Left standing there alone on trembling legs, I wrapped one arm around my jittery stomach and placed one hand over my mouth. A minute ago, Henry’s lips had been on mine. His hands had been on my skin. The hard length of his dick had been trapped between the heat of our bodies.
And I’d loved every second of it.
My God, how long had it been since I’d been kissed like that? Touched like that? Wanted like that? Because there was no doubt in my mind that Henry had wanted me—I’d felt it. I wished I could have felt more of it.
I glared at the mantel. Fucking asshole clock.
Lowering myself gingerly onto the couch, I took a few minutes to catch my breath. As my pulse slowed, my senses returned.
Maybe it was for the best that we’d been interrupted. After all, it’s not like we could have taken it much farther. Were we going to take our clothes off in front of the Christmas tree? At my parents’ house? With my children asleep upstairs?
No. Of course we weren’t. And that was a good thing.
Because as intoxicating as it had felt to be thoroughly ravished by Henry tonight, I wasn’t ready for more. And given the way he’d hustled out of here tonight, muttering apologetic words—that won’t happen again—he wasn’t either.
But damn.
The man could kiss.
Christmas morning, the kids woke me up before eight, bubbling over with excitement because they’d peeked downstairs and it was clear that Santa knew they’d moved to Cloverleigh Farms—there were all kinds of presents under the tree for them. Even if they no longer believed, they faked it convincingly and enthusiastically, maybe even just for me. But it made me happy.
Shoving my feet into fuzzy slippers, I threw on a robe and followed them downstairs, inhaling the smell of coffee brewing. My parents were in the kitchen, my mother mixing up waffle batter and my dad slicing bananas for a fruit salad. There was a fire going in the fireplace, and Bing Crosby crooned “White Christmas” over the speakers.
“Morning,” I chirped, reaching into the cupboard for a coffee cup.
“Morning, dear.” My mom smiled at me. “How’d you sleep?”

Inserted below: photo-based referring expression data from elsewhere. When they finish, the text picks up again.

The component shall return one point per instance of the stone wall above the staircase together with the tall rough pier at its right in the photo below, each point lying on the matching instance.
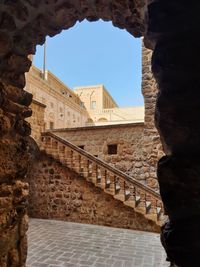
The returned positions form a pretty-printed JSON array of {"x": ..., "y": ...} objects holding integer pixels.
[{"x": 139, "y": 145}]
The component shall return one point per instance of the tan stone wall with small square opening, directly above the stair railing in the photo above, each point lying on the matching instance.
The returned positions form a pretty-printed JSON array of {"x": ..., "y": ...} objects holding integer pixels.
[{"x": 96, "y": 140}]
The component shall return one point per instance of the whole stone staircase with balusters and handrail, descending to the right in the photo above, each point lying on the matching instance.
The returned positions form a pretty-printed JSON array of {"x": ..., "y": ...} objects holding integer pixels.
[{"x": 130, "y": 191}]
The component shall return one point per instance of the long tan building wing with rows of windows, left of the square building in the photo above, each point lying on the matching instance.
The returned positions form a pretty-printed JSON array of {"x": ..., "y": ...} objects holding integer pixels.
[{"x": 63, "y": 107}]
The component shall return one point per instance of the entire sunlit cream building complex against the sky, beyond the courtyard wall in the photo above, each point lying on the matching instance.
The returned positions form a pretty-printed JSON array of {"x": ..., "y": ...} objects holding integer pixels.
[{"x": 64, "y": 108}]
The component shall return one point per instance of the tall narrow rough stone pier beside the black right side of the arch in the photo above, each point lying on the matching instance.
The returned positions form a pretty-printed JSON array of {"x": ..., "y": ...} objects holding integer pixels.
[{"x": 151, "y": 145}]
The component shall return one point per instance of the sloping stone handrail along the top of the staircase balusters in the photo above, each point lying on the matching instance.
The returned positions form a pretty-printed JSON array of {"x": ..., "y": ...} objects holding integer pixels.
[{"x": 104, "y": 165}]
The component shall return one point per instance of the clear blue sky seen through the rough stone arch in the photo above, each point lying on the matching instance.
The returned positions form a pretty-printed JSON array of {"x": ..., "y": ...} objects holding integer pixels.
[{"x": 97, "y": 53}]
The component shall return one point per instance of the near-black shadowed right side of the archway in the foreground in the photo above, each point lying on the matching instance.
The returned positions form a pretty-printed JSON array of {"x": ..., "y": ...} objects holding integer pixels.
[{"x": 173, "y": 31}]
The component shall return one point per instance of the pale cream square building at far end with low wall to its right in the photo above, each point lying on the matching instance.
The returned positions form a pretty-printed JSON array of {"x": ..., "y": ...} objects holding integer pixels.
[{"x": 103, "y": 109}]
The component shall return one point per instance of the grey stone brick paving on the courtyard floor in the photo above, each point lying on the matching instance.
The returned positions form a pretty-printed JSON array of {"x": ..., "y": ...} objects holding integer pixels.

“Great,” I lied. In truth, I’d lain awake for hours reliving that kiss—and the things Henry had said to me right before it. But I didn’t feel groggy or anything. In fact, I felt pretty damn good. He’d told me I was the most beautiful woman he’d ever seen. Even if it wasn’t true, I’d loved hearing the words from his lips.
My dad came over and mussed my hair. “It’s so good to have you guys here on Christmas morning. It’s been a while since we’ve had kids in the house.”
“It’s good to be here, Daddy.” I kissed his cheek and poured myself some coffee, wondering what Henry was doing this morning. It made me feel sad to think of him all alone, especially since I knew now that he wanted children. His first Christmas on his own, without even a wife for company, was going to be hard, wasn’t it?
The thought stayed with me as we drank coffee, watched the kids open presents, stuffed ourselves with waffles and eggs and bacon and fruit salad, and cleaned up piles of bows, boxes, and torn wrapping paper. But I wasn’t sure what to do about it—call him? Invite him over? I didn’t even have his number. And I had the feeling that even if I did, he’d refuse to come. He’d say he didn’t want to intrude on family time.